デベロッパーが担う実際のまちづくりは、企業やステークホルダーにとっての経済活動であり住民にとっての政治活動でもある。経済活動である以上どうしても採算重視になりますし、行政手続きや補助金のためにアカデミックな議論を「利用」する側面もあります。学校で学ぶプラトニックな「まちづくり」というのは実際にはあり得ないので、社会と接続したときに、正論だけでは通らない部分をどう調整するのかは難しいと感じます。


  ── 入社して1年後に配属が変わり、あまり希望していなかった事務方の担当となったとお伺いしました。当初は3年間やってみようと、そういう気持ちで就職されたとのことでしたが、転職を考えたりされる機会はありましたか?

3年ぐらい働いていくと徐々に感覚が麻痺していくというか、組織に慣れていったんですね。3年で転職する人も多いと思うのですが、組織に適応したことで、もうちょっとやってみようという思いが生まれてきました。自覚しない間に組織の人間になっていくので、怖いですよね(笑)。自分の怠慢を棚に上げて言いますが、これは日本型組織の悪いところでもあると思っています。自分の個人としての声を失い、自分の考えの中に組織の考えが入り込んでくる。僕も考え方が「URの柳澤」としてのものにシフトしていきました。

でも個人としての声があったうえでの仕事じゃないとつまらないしと思います。海外では行政でもプロジェクト単位で人を雇っていることを知りました。日本でもデジタル庁などでこうした採用方式をとっているみたいですが、まちづくりの分野においてもそういう動きがあってもいいですよね。もっと流動性があるといいなと思っています。


  ── そんな中で国交相へ1年間出向されたと思いますが、官庁で働く1年間はいかがでしたか?

外から会社を見るというのは非常にいいなと感じました。僕は再開発法と区画整理法の法律改正・税制の改正延長を担ったのですが、1年出向したことで、外からURのやり方を見つめ直せたのはいい機会でしたね。


  ── 別の視点に立つことで気付くこともたくさんあるのでしょうね。国交相からURに戻ったあと数年働いたのち、大学院に進学されたと伺っていますが、なぜこのタイミングで大学院を選択されたのでしょうか?

入社10年目で子供が産まれたのですが、まもなく妻が仕事に復帰することになりました。
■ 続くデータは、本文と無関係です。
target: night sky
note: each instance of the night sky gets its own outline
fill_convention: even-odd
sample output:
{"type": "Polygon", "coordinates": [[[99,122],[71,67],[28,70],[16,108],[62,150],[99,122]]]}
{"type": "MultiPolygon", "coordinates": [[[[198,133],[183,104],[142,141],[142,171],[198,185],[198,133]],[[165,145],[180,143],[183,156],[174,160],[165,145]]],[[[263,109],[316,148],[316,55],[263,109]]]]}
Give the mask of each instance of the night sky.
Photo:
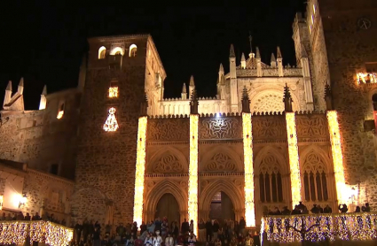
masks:
{"type": "Polygon", "coordinates": [[[237,64],[241,52],[247,57],[249,31],[263,62],[270,64],[279,45],[283,63],[295,65],[292,22],[304,10],[304,0],[217,1],[214,6],[153,1],[159,4],[148,7],[131,1],[22,2],[9,1],[3,9],[0,100],[8,81],[14,92],[24,77],[27,110],[37,109],[44,84],[49,93],[75,87],[86,39],[103,35],[151,34],[168,74],[165,97],[180,96],[191,74],[200,96],[214,96],[219,64],[229,72],[231,43],[237,64]]]}

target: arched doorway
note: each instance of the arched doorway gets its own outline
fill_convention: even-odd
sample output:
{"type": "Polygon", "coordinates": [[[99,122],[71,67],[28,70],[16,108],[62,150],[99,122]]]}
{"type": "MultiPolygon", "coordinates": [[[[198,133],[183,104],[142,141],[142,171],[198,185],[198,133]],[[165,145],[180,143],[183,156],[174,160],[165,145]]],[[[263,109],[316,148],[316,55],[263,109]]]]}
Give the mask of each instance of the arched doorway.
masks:
{"type": "Polygon", "coordinates": [[[154,218],[167,217],[169,221],[179,221],[179,205],[176,197],[170,193],[165,193],[159,200],[154,218]]]}
{"type": "Polygon", "coordinates": [[[209,219],[217,219],[219,222],[224,219],[235,219],[233,204],[224,192],[219,191],[212,198],[209,219]]]}

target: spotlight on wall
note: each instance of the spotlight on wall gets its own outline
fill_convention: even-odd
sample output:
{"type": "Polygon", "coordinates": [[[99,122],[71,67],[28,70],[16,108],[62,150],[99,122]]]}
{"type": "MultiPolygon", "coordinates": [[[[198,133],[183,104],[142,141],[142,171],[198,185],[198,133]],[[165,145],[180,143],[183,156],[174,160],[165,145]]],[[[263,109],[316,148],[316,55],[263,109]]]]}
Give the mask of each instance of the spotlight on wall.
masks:
{"type": "Polygon", "coordinates": [[[22,205],[25,205],[27,203],[27,195],[26,193],[22,194],[22,197],[20,199],[19,208],[20,208],[22,205]]]}

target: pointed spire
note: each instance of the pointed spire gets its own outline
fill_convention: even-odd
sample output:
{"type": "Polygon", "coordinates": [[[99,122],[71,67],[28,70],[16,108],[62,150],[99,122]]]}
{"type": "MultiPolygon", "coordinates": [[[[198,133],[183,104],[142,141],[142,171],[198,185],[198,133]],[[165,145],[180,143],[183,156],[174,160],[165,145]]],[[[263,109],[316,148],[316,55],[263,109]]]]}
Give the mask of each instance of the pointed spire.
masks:
{"type": "Polygon", "coordinates": [[[231,44],[231,50],[229,52],[229,58],[235,58],[235,57],[236,57],[236,54],[234,53],[234,46],[232,43],[231,44]]]}
{"type": "Polygon", "coordinates": [[[193,75],[191,75],[190,77],[190,86],[195,86],[195,83],[193,82],[193,75]]]}
{"type": "Polygon", "coordinates": [[[187,93],[186,83],[184,83],[184,86],[182,87],[182,93],[187,93]]]}
{"type": "Polygon", "coordinates": [[[248,93],[246,86],[242,91],[242,112],[250,112],[250,100],[248,99],[248,93]]]}
{"type": "Polygon", "coordinates": [[[44,95],[44,96],[47,95],[47,86],[46,85],[43,86],[43,90],[42,91],[42,95],[44,95]]]}
{"type": "Polygon", "coordinates": [[[5,90],[12,91],[12,81],[9,81],[8,86],[6,87],[6,89],[5,90]]]}
{"type": "Polygon", "coordinates": [[[281,51],[280,51],[280,47],[279,47],[278,46],[278,48],[277,48],[277,56],[278,56],[278,58],[282,58],[283,57],[281,56],[281,51]]]}
{"type": "Polygon", "coordinates": [[[260,59],[261,58],[261,53],[259,52],[258,47],[255,48],[255,52],[256,52],[255,58],[260,59]]]}

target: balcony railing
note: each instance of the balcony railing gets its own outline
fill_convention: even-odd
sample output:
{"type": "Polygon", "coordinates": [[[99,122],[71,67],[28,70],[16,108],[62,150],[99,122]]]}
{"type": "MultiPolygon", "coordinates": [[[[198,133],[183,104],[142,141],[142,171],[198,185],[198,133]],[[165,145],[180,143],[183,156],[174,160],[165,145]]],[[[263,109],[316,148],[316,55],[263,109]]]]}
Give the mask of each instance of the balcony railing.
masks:
{"type": "Polygon", "coordinates": [[[0,244],[24,244],[27,240],[51,246],[68,245],[74,231],[44,220],[0,221],[0,244]]]}
{"type": "Polygon", "coordinates": [[[263,240],[271,242],[377,239],[377,214],[373,212],[267,216],[261,226],[263,240]]]}

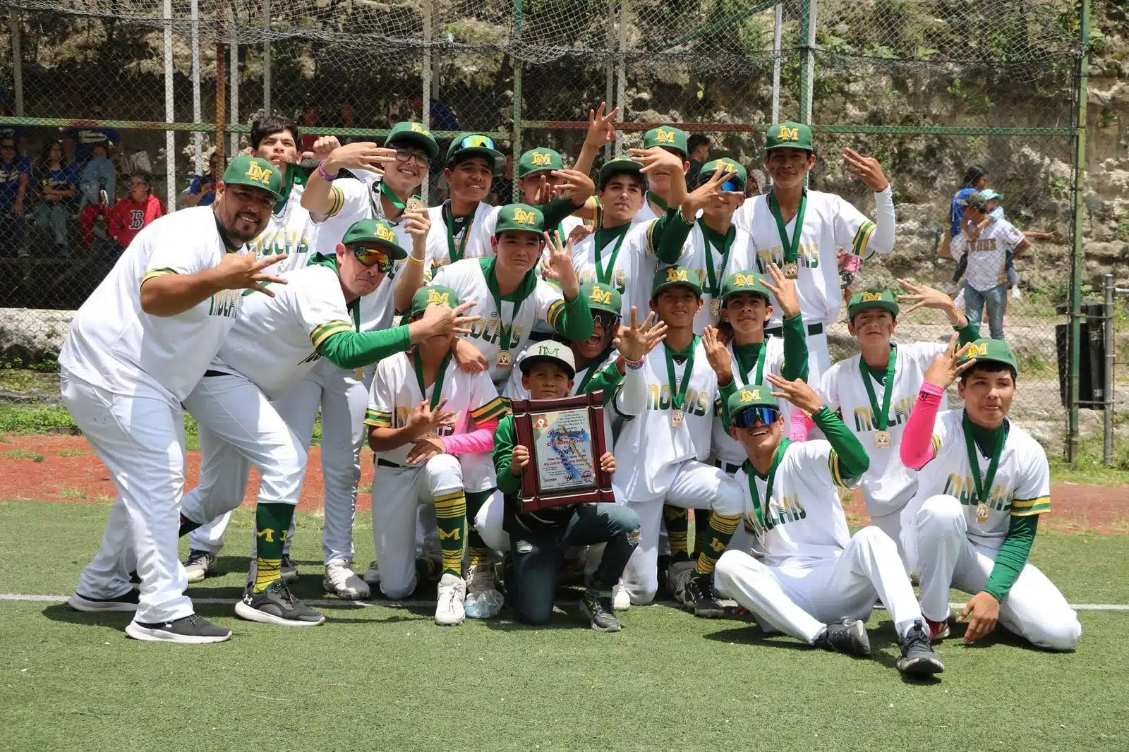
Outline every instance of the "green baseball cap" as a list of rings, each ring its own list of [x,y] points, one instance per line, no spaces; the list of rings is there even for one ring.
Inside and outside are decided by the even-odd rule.
[[[898,318],[898,298],[889,290],[879,290],[876,287],[872,287],[869,290],[856,292],[851,296],[850,303],[847,304],[847,318],[854,322],[855,316],[867,308],[882,308],[883,311],[889,311],[890,315],[894,318]]]
[[[517,163],[517,178],[522,180],[526,175],[550,169],[564,169],[564,160],[560,152],[553,149],[530,149]]]
[[[540,236],[545,231],[545,216],[527,203],[507,203],[498,210],[495,237],[500,237],[506,230],[536,233]]]
[[[350,246],[378,247],[393,259],[408,257],[408,252],[400,246],[400,238],[396,237],[392,226],[383,219],[361,219],[353,222],[345,230],[341,242]]]
[[[460,133],[447,149],[447,166],[454,167],[471,157],[482,157],[496,173],[506,165],[506,155],[498,151],[492,138],[481,133]]]
[[[642,137],[644,149],[656,146],[664,149],[673,149],[681,154],[683,159],[690,154],[690,149],[686,147],[686,132],[672,125],[653,128]]]
[[[741,166],[741,163],[733,161],[732,159],[715,159],[714,161],[707,161],[702,165],[702,168],[698,174],[704,182],[714,177],[714,174],[719,169],[721,170],[721,174],[737,173],[732,180],[734,183],[739,185],[742,190],[744,190],[745,185],[749,184],[749,173]]]
[[[650,299],[656,300],[659,292],[672,287],[688,287],[699,298],[702,296],[702,286],[698,280],[698,272],[691,271],[685,266],[667,266],[655,272],[655,279],[650,283]]]
[[[604,186],[607,185],[607,181],[612,180],[614,175],[625,175],[632,174],[642,177],[642,165],[640,165],[634,159],[609,159],[599,168],[599,183],[597,187],[603,191]]]
[[[772,396],[772,386],[769,384],[746,384],[729,395],[726,403],[729,408],[729,417],[736,416],[746,408],[776,408],[780,409],[780,402]]]
[[[569,378],[576,376],[576,358],[572,357],[572,349],[567,344],[555,340],[543,340],[531,344],[522,353],[517,361],[517,367],[522,369],[524,376],[530,375],[532,368],[540,360],[552,360],[559,364]]]
[[[961,358],[961,364],[973,358],[977,362],[999,362],[1010,367],[1012,373],[1018,375],[1019,364],[1015,359],[1015,353],[1004,340],[979,339],[972,343],[969,351]],[[960,364],[957,364],[960,365]]]
[[[431,138],[431,131],[423,128],[423,123],[413,123],[411,121],[396,123],[392,126],[388,138],[384,139],[384,146],[388,147],[392,143],[402,143],[405,141],[426,150],[427,156],[432,159],[439,156],[439,145]]]
[[[764,287],[764,277],[758,274],[754,271],[737,272],[736,274],[729,274],[721,282],[721,305],[726,305],[729,298],[738,292],[750,292],[752,295],[759,295],[770,304],[772,303],[772,294],[769,288]]]
[[[804,123],[788,121],[769,125],[764,131],[764,150],[773,149],[804,149],[815,151],[812,146],[812,129]]]
[[[415,295],[412,296],[412,305],[408,309],[408,317],[415,318],[415,316],[423,315],[427,307],[432,303],[447,306],[448,308],[458,307],[458,292],[455,292],[449,287],[444,287],[441,285],[428,285],[427,287],[421,287],[415,290]]]
[[[225,185],[246,185],[266,191],[275,199],[282,198],[283,172],[259,157],[240,155],[224,170]]]
[[[580,297],[588,301],[593,312],[603,311],[619,317],[623,312],[623,298],[620,291],[610,285],[585,282],[580,286]]]

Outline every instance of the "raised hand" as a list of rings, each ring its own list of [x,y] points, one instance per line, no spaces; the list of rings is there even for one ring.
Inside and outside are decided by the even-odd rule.
[[[875,193],[881,193],[890,186],[886,174],[882,172],[882,165],[874,157],[864,157],[858,151],[847,148],[843,149],[843,166]]]
[[[789,382],[773,374],[768,376],[772,385],[772,396],[782,397],[806,412],[814,414],[823,409],[823,399],[803,378]]]
[[[799,292],[796,291],[796,280],[788,279],[776,263],[769,264],[769,277],[772,281],[764,280],[764,287],[776,296],[777,305],[780,306],[780,315],[784,318],[791,318],[799,315]]]

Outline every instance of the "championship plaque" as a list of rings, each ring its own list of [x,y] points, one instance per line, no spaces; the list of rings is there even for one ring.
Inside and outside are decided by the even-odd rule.
[[[603,392],[559,400],[514,400],[517,441],[530,449],[522,471],[522,511],[614,501],[599,467],[607,452]]]

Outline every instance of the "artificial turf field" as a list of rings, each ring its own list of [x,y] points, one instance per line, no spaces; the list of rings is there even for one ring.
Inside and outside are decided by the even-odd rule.
[[[1129,536],[1035,543],[1034,562],[1071,603],[1122,604],[1080,611],[1077,653],[1003,633],[974,648],[952,639],[938,648],[939,681],[913,683],[894,668],[882,610],[870,659],[663,604],[633,607],[622,632],[599,635],[568,591],[542,629],[507,612],[436,627],[427,586],[405,605],[318,601],[330,621],[317,628],[245,622],[233,606],[247,510],[225,549],[239,556],[221,556],[226,574],[189,589],[231,641],[137,642],[122,631],[129,614],[62,603],[107,514],[0,501],[0,750],[1129,750]],[[320,528],[303,515],[295,544],[295,591],[310,601],[327,597]],[[373,539],[361,516],[356,540],[362,567]]]

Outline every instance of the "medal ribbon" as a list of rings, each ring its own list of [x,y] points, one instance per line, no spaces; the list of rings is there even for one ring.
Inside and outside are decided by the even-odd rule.
[[[674,375],[674,350],[663,341],[663,349],[666,352],[666,375],[671,379],[671,409],[682,410],[682,403],[686,399],[686,390],[690,387],[690,376],[694,369],[694,350],[698,349],[698,335],[690,342],[690,355],[686,356],[686,369],[682,371],[682,386],[677,387],[677,377]],[[675,392],[677,390],[677,392]]]
[[[793,263],[799,257],[799,237],[804,234],[804,212],[807,209],[807,189],[799,195],[799,209],[796,211],[796,233],[788,239],[788,222],[780,216],[780,202],[776,200],[776,192],[769,193],[769,210],[777,220],[777,230],[780,233],[780,244],[784,246],[784,262]]]
[[[975,483],[977,505],[988,504],[991,484],[996,480],[996,471],[999,470],[999,457],[1004,454],[1004,445],[1007,443],[1006,437],[996,437],[996,448],[992,449],[991,460],[988,462],[988,474],[981,482],[980,462],[977,460],[977,440],[972,437],[972,421],[969,420],[968,411],[961,417],[961,423],[964,429],[964,445],[969,451],[969,470],[972,471],[972,481]]]
[[[788,451],[788,445],[790,444],[789,439],[784,439],[780,441],[780,446],[777,447],[776,456],[772,457],[772,466],[769,469],[768,482],[764,484],[763,505],[761,504],[761,495],[756,490],[756,470],[749,460],[744,462],[745,476],[749,479],[749,492],[753,497],[753,511],[756,514],[756,522],[760,523],[761,531],[768,530],[768,526],[764,524],[764,507],[772,500],[772,483],[776,481],[776,471],[780,466],[784,453]]]
[[[894,393],[894,365],[898,362],[898,348],[890,348],[890,365],[886,366],[886,384],[882,394],[882,411],[878,411],[878,399],[874,395],[874,377],[866,368],[863,356],[858,357],[858,370],[863,375],[863,385],[866,386],[866,395],[870,397],[870,410],[874,411],[874,426],[879,431],[886,430],[890,425],[890,397]]]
子育ての一部を任された中で、育休という選択肢が浮かびましたが、大学院は比較的時間に融通の利くという情報も耳にしていたので、せっかくなら育児と勉強を両立させよう、という思いに至り、公共政策大学院で学びを深めることにしました。ここでは1年間政策研究を行い、修士号を取りました。経済学や統計を用いてまちづくりを分析する中で、科学としてのまちづくりとは何だろう、ということを考えるようになりました。


  ── 家族のことを大事にしながらも、常に学び続ける姿勢を私たちも見習いたいです。